Looking for some liquid fertilizer tips? I read that they are cheaper. I bought a 31 gallon broadcast sprayer for pre/post so naturally I want to see if liquid fertilizer would be a smart move.

My lawn needs roughly 4-2-1

Lastly, I'm planning to overseed in areas this year. Do I need to change my approach for those areas?


----------



## Two9tene (May 27, 2018)

Check out this channel: Allen Hayne has a ton of good tips on how to apply liquid ferts and which products are right for your lawn program.


----------



## 1mjbrierley (Sep 22, 2018)

Two9tene said:


> Check out this channel: Allen Hayne has a ton of good tips on how to apply liquid ferts and which products are right for your lawn program.
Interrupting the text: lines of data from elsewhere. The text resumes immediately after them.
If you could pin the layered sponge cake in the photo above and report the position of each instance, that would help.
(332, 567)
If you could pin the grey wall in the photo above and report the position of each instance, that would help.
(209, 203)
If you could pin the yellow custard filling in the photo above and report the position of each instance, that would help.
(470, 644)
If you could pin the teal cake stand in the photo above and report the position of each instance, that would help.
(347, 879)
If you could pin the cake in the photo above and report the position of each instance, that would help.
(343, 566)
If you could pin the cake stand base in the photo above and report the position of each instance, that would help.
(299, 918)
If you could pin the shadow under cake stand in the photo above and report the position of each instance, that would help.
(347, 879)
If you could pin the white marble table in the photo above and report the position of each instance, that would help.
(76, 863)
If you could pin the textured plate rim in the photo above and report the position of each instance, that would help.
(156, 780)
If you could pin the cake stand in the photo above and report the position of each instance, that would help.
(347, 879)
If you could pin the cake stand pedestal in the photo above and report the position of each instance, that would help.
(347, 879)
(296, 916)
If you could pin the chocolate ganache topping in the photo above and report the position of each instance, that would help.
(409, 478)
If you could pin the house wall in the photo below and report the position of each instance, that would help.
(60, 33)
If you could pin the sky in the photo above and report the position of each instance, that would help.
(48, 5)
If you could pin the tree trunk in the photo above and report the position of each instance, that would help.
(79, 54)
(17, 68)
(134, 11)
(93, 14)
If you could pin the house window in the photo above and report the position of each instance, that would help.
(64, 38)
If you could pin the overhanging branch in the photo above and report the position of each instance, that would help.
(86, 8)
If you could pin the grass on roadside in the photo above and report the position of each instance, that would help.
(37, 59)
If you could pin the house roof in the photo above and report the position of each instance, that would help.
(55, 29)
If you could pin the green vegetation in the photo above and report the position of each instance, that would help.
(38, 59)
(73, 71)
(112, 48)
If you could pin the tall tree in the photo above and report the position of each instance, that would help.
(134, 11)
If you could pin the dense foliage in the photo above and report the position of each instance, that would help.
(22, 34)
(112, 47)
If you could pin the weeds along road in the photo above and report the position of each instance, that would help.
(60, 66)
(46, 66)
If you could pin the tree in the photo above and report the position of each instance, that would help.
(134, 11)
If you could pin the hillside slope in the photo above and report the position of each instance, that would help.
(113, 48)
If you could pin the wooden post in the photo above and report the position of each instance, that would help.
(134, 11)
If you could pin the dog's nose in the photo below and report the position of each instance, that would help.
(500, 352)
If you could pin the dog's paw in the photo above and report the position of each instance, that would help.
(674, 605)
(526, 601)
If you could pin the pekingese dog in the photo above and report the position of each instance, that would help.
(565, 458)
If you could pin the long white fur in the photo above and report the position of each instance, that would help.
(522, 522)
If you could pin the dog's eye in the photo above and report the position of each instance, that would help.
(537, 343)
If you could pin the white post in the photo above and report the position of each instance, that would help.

Thanks! Is there a general opinion on liquid vs granular? Just looking for a couple pro and con..


----------



## Two9tene (May 27, 2018)

1mjbrierley said:


> Two9tene said:
> 
> 
> > Check out this channel: Allen Hayne has a ton of good tips on how to apply liquid ferts and which products are right for your lawn program.
> ...


I can tell you that I utilize both in tandem. I use liquid to spoon feed my lawn more than anything else. As far as granular I lean more toward slow release, non-burning ferts. Liquid, depending on the product, will give you fast and short lived responses. Conversely, most granulars will be a slow and longer response. Hence why I intermitttently use both. Hope this helps!


----------



## 1mjbrierley (Sep 22, 2018)

Two9tene said:


> 1mjbrierley said:
> 
> 
> > Two9tene said:
> ...


THANKS!


----------